Magento customers are building PWA apps on itsPWA Studio, which also decreases the pressure on business servers and provides a smaller footprint. Any development team that struggles with the demands of maintaining a website and apps across a continuously updating iOS-Android ecosystem will be attracted by one PWA which will work seamlessly across all devices
Backend security updates, branding changes can all be made immediately visible in a PWA without waiting for users to install an app update. Unlike native apps, PWAs also contribute to a brand’s search engine optimization.
PWAs also make it easier to build personized deals and offers even when the user has low bandwidth. Push notifications with order status updates, delivery times, or promotional codes can all be sent directly to customers quickly and easily.

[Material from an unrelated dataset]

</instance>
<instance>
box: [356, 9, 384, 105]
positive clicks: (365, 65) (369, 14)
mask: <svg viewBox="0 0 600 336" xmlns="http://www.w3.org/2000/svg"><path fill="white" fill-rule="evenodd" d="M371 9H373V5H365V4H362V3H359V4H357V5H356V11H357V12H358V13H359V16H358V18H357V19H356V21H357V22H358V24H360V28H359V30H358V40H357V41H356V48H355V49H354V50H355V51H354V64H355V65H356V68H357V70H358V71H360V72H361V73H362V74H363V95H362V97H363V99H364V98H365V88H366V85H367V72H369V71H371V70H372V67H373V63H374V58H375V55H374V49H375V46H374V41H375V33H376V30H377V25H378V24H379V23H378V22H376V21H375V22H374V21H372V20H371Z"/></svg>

Most importantly of all, PWAs are supported by all browsers and platforms.
When George.com implemented a PWA, it achieved almost a 4x reduction in page load time and increased conversions by an impressive 31 percent. Elsewhere, Expedia used PWA and was able to accelerate its hotel search results pages by 2–3x. The Weather Company rolled out globally and achieved one million opt-ins in the first three months.
A mobile-first digital world
Last year it was revealed that 52.2 percent of all website traffic worldwide was generated through mobile phones. As consumers, we now have a low tolerance for websites that are poorly optimized for mobile devices with slow loading times. Unsurprisingly, businesses are looking for new ways to revolutionize the mobile user experience (UX).
How we consume information is evolving, and a PWA is essentially a hybrid of a mobile app and website. But many early adopters also see them as a silver bullet that will increase engagement, conversions, retention while also improving security and UX.
In a world where digital experiences are king, we are finally moving away from style over substance vanity apps and websites. With PWAs, brands are beginning to raise the bar of expectations on the web with a speedier and more reliable interaction for consumers.
On the downside, at present, PWAs have limited functionality on iOS devices. But it’s only a matter of time before Apple will inevitably want to leverage this tech trend too. Unlike native mobile applications, PWA pages do not have access to users’ personal data such as contact lists and messages. Make no mistake though, PWAs are entering the mainstream.
It’s time for businesses to accept that having an aging mobile application hidden inside a subfolder on page two of a customer’s smartphone is no longer fit for purpose. Finally, PWAs offer an easier way to overcome app fatigue that works offline and is even compatible with SEO.
In the last week alone, PWAs dominated conversations with the biggest innovators in eCommerce at the MagentoLive event in Amsterdam, and Samsung also revealed it wants progressive web apps in its app store.
For these reasons alone, we can expect many more businesses to hop on the digital experience bandwagon and ensure that PWAs will be impossible to ignore in 2020.